"Anaknya
yang besar kelas berapa, Bu?" tanya seorang ibu.
"Kelas dua es em pe," jawab saya sopan.
"Es em pe mana?" tanyanya lagi. Saya lalu menyebutkan nama sekolah si sulung.
"Cucuku
mau saya masukkan di situ, Bu. Tapi tidak lulus. Padahal bagus ji tes mengajinya. Bagus ji
tesnya yang lain, ndak tahu juga
kenapa ndak lulus. Jadi saya masukkan
di SMP A," ibu itu menyebut nama SMP swasta. Nama sekolah
itu baru saya dengar.
Untuk masuk di sekolah Affiq ada serangkaian tes
yang harus dijalani. Selain tes-tes tertulis 3 bidang studi yang
diujiannasionalkan dan tes Pendidikan Agama Islam, ada pula tes tilawah.
"Kalau
di sekolahnya anak ta' banyak yang
didapat pakai shabu-shabu, isap lem. Kalo di sekolahnya cucuku bagus ki. lebih bagus lagi dari sekolah anak ta'. Di sekolahnya anak ta' banyak ‘permainan’," cerocos ibu itu
lagi.
"Pasti anggurnya asam!" Sumber: aesop.magde.info |
Saya
tak enak hati. Seperti mendengar orang yang sakit hati bicara. Rasanya
itu seperti sedang menengok ke arah kanan saat sedang tidak ada siapa-siapa di dekat
saya lalu tiba-tiba pipi kiri ditampar dengan amat keras oleh seseorang.
Kalau
sekolah cucunya lebih bagus kenapa saya baru mendengar nama sekolah itu
sekarang? Dan kalau memang sekolahnya bagus, kenapa yang jadi favorit itu
sekolah anak saya bukannya sekolah cucunya?

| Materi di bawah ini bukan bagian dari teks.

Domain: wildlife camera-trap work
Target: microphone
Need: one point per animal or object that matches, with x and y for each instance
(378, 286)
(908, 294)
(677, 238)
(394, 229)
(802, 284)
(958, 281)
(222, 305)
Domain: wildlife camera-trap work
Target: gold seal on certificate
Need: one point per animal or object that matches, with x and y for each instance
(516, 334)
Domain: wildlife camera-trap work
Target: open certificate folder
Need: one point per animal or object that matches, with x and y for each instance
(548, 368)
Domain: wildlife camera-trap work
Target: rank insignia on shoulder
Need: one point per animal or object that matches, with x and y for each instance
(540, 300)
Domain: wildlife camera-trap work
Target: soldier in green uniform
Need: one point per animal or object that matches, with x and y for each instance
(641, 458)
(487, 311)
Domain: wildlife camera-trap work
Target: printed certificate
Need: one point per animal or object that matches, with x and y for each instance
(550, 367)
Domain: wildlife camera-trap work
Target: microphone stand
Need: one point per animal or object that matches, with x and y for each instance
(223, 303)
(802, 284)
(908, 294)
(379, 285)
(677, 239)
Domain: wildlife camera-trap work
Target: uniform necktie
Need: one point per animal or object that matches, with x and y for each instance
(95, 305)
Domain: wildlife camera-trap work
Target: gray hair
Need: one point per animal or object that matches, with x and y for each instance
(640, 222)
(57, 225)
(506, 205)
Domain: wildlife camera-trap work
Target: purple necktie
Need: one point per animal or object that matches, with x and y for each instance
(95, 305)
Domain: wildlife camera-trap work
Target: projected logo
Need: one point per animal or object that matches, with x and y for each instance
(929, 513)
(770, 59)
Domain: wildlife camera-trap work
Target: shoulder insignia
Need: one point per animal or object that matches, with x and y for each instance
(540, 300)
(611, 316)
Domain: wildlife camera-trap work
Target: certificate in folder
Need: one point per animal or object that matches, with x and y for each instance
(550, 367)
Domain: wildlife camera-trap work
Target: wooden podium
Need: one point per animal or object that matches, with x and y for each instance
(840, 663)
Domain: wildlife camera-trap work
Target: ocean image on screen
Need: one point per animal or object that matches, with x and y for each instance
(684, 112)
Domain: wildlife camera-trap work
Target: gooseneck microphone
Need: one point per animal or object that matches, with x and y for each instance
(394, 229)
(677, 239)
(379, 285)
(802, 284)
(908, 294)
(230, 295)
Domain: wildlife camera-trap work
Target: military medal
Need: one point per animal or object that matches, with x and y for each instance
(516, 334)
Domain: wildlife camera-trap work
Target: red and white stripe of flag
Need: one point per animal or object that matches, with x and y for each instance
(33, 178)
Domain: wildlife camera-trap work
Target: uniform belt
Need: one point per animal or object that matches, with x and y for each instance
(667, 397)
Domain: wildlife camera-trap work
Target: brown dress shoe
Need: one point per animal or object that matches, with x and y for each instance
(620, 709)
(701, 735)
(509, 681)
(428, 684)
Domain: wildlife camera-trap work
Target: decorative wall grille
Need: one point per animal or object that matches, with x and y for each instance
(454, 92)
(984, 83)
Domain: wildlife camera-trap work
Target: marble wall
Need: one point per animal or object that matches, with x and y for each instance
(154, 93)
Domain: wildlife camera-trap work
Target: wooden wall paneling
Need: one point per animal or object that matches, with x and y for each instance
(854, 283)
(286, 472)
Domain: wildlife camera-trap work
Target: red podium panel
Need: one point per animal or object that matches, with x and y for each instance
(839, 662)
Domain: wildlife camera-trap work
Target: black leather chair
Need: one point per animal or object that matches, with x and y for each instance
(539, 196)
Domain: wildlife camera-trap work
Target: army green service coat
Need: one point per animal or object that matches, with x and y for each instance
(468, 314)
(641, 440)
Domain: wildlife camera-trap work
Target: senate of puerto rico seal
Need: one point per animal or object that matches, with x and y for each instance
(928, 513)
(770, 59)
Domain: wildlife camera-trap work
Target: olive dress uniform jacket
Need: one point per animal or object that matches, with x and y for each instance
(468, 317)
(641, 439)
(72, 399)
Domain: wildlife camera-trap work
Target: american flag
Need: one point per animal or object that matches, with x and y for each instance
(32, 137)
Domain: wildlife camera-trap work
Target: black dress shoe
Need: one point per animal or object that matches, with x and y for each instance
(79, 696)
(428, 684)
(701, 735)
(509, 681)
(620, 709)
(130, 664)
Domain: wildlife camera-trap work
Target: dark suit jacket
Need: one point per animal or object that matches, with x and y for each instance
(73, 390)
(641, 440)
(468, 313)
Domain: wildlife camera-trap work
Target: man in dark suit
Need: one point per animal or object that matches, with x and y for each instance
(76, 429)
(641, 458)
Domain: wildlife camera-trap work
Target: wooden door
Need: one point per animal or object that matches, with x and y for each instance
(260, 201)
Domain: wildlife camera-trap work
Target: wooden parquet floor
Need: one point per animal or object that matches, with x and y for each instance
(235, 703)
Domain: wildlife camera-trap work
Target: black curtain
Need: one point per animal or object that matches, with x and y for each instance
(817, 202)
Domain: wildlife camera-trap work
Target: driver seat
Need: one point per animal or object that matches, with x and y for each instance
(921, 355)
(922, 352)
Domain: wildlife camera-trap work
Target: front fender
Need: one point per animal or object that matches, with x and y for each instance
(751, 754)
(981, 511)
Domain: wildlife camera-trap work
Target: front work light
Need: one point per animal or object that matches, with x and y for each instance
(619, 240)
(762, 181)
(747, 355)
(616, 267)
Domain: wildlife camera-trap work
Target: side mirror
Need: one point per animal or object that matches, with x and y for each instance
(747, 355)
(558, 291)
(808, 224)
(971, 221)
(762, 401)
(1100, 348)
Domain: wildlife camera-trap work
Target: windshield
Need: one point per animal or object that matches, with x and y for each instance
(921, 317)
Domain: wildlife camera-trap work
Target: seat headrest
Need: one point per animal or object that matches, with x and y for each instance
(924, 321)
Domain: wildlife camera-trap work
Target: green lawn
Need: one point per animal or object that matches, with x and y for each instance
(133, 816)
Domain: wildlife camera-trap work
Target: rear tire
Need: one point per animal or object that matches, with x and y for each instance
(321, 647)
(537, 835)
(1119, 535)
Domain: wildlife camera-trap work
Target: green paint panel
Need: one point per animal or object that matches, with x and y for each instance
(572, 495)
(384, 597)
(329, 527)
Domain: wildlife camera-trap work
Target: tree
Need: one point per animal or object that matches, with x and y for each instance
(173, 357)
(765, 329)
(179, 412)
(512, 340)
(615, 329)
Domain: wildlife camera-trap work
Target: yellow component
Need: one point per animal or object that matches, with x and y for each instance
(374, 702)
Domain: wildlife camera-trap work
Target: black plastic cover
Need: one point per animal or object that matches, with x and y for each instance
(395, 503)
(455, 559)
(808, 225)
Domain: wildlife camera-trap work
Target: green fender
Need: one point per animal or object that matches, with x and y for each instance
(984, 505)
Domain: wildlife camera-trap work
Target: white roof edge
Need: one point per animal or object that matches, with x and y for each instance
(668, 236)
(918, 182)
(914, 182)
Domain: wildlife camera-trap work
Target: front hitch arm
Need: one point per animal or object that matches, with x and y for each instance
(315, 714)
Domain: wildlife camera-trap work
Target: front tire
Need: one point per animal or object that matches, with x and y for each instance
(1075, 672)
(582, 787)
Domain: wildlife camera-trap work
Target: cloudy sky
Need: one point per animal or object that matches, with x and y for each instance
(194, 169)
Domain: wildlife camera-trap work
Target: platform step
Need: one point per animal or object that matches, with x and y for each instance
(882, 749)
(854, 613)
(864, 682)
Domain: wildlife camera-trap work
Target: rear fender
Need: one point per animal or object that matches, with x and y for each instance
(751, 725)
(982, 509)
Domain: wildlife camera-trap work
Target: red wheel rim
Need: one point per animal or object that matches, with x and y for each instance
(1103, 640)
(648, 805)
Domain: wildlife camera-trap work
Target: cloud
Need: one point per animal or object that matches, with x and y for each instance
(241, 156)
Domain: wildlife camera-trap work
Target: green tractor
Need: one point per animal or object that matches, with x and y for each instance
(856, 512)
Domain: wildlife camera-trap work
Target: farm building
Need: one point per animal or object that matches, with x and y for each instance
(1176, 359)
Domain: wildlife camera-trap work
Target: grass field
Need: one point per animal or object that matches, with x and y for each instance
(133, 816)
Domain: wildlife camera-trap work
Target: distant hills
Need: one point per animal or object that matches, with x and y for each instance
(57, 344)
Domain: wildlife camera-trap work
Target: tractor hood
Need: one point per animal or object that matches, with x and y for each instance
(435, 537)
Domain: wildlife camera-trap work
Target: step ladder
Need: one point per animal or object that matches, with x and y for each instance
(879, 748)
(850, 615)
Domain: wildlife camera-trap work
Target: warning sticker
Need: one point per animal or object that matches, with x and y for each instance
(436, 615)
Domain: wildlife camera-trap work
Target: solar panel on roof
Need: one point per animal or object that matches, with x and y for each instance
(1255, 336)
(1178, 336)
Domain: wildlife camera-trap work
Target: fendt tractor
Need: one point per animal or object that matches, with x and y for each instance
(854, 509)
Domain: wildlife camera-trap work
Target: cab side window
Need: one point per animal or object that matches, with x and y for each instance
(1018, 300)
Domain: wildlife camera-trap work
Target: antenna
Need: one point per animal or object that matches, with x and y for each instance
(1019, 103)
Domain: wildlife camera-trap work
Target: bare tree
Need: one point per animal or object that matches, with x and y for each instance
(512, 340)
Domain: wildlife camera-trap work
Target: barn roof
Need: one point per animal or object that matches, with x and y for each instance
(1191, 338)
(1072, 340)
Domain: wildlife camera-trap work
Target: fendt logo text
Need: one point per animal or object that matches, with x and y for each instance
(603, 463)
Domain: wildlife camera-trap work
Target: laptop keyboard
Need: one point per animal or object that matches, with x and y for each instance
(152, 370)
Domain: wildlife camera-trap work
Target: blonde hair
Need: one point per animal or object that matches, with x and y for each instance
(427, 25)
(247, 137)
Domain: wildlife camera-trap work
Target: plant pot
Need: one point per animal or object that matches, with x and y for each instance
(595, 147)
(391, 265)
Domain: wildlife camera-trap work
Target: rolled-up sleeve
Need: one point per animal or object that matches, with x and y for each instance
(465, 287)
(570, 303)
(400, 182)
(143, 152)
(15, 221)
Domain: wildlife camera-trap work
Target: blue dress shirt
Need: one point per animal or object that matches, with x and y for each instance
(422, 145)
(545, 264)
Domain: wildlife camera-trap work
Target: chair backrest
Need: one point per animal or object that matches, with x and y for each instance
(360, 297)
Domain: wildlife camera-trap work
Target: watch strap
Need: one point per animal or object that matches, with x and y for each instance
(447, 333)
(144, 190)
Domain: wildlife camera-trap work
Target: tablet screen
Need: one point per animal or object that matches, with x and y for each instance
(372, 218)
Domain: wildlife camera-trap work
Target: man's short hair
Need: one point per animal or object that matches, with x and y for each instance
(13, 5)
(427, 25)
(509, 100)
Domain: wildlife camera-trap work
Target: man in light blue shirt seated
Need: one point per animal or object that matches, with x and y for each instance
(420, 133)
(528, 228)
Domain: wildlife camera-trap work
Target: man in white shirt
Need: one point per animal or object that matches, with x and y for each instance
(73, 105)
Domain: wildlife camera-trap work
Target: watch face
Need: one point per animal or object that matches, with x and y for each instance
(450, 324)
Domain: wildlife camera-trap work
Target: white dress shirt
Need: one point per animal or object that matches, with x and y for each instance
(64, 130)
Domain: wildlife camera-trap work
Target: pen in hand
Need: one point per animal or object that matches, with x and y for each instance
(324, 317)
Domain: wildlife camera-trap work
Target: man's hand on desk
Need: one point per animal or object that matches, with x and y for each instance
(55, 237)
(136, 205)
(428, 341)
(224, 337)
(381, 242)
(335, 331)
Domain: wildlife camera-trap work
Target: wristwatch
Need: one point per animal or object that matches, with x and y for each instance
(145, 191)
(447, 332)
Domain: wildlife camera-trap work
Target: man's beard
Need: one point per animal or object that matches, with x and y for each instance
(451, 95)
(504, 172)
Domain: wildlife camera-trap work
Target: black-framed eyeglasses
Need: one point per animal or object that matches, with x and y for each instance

Lalu kenapa yakin kalau hasil
tesnya bagus dan terkesan mempersalahkan sekolahnya hanya karena kebagusan
hasil tes cucunya tak membuatnya diterima di sekolah itu? Sungguh ibu-ibu yang
aneh.
Sepanjang
percakapan ketika ibu itu terus menjelek-jelekkan sekolah anak saya, ingin
sekali saya menyelanya, "Memangnya lihat sendirikah nilai cucunya pantas
lulus? Ini bukan semacam penyataan 'rasanya ujian cucuku bagus' saja?"
Saved
by the “bell”. Melihat si bungsu Afyad yang mulai berlarian ke
sana ke mari, saya jadi punya alasan meninggalkan ibu itu. Biar fitnah itu ia
sudahi saja sampai di sini. Makin tak enak hati saja saya. Sepertinya semua
orang yang masuk di sekolah Affiq itu mengikuti permainan yang ia maksud. Tak
tahu saja dia seperti apa perjuangan Affiq dan kami ketika menghadapi ujian
masuk SMP itu.
Sering
kali usai ujian dan dinyatakan tak lulus, orang berujar, "Rasanya ujianku
bagus ... rasanya begitu .. rasanya begini." Padahal rasanya jelas salah
karena kenyataannya banyak yang lebih bagus daripada hasil ujiannya.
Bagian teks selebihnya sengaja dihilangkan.